Produced by Pete Smith (Sting, Joe Cocker, Sheryl Crow), House of Hats are in good hands. Smith leverages the vocal interplay between Al-Omran and Gigante to great extent, drawing both levity and gravity from the songs on This Love. The traded verses on standout ballad “Gold” showcase both the group’s restraint and power. The crystalline promise of the album’s opening title track as sung by Gigante is all but shattered in its elegiac closing reprise mournfully sung by Al-Omran. The band’s influences show on the piano hymn, “Home Is Where the Heart Is”, with its nod to Simon and Garfunkel’s “Bridge Over Troubled Water”, with Al-Omran urging, “Rest assured you’re not alone / I’ve seen heartache like you’ve never have known / Wait and try to never shed a tear / Home is where the heart is and I am always near.” This mix of comfort and sorrow set House of Hats apart from their peers, yet they and Smith fall prey to the now-all-too-familiar bass thump on the lilting centerpiece “Joanne” that marks the album’s only shortcoming.

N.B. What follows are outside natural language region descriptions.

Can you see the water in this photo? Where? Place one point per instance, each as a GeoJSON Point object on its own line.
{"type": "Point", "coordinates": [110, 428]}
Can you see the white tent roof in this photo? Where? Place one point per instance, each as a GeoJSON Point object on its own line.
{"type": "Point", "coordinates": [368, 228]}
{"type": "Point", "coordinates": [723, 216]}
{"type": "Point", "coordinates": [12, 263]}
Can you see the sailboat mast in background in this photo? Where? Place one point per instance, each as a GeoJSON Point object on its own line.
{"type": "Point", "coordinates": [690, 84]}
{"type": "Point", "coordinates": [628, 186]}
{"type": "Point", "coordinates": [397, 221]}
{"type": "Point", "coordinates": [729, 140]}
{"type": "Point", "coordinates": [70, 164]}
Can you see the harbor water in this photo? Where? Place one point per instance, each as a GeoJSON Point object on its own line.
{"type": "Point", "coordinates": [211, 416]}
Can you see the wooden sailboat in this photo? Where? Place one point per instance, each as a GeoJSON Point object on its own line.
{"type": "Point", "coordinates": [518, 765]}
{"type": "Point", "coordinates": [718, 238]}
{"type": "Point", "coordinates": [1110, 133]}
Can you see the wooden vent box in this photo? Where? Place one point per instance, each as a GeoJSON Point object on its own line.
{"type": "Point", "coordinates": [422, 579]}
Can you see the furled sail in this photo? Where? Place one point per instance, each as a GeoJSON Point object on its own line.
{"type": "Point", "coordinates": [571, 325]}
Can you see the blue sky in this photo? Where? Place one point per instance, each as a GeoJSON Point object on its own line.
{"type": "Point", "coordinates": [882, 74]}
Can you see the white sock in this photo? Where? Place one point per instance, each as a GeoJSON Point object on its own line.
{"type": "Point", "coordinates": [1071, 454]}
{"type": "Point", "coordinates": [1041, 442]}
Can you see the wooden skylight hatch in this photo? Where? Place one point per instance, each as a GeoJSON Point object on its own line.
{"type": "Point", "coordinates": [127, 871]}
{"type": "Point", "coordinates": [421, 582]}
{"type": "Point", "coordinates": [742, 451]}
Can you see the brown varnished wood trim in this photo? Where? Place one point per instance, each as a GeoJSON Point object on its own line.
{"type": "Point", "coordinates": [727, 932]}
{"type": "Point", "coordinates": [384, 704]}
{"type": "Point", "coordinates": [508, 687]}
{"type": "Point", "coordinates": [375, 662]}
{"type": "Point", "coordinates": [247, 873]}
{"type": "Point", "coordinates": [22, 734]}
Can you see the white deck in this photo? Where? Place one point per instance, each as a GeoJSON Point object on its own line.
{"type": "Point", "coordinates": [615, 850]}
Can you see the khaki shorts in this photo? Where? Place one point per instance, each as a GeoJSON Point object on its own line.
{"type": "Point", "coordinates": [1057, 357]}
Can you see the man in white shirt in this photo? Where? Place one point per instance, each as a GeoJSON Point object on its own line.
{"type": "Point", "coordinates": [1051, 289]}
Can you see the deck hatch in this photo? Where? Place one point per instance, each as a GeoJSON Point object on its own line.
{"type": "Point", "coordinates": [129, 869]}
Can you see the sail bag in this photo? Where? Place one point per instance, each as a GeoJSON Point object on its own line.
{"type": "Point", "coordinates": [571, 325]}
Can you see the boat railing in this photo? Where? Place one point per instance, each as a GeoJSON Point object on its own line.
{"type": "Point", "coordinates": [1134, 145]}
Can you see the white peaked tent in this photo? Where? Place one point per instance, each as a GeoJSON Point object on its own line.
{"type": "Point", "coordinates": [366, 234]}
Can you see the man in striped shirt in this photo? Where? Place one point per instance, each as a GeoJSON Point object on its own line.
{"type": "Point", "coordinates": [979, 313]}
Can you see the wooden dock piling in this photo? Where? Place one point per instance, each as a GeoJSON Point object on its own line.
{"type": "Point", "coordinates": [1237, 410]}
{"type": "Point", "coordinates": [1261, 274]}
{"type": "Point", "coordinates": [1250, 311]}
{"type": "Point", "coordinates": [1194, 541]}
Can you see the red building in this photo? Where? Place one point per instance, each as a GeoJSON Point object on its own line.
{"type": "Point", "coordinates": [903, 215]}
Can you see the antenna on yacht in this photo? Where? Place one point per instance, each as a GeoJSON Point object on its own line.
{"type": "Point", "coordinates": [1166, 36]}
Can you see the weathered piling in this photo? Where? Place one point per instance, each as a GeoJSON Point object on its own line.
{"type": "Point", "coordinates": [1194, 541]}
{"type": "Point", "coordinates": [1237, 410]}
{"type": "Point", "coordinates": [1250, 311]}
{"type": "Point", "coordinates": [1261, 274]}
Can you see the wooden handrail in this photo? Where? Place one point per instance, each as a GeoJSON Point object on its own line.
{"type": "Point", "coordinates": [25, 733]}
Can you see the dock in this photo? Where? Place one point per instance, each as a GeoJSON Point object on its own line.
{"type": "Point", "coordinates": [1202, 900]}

With cross-cutting vocal harmonies and menacing purity, This Love is a cohesive statement by a band that is a welcomed voice in a genre of acoustic clutter. As for the band’s name: it was derived from the band’s former house where they would hold wild parties. Ukelele player James Kuszewski remarked these events were reminiscent of the Mad Hatter’s tea parties from Alice in Wonderland. As a band that fails to take itself too seriously, the moniker is fitting a fitting one. It’s safe to say with This Love House of Hats have proven Lowery wrong.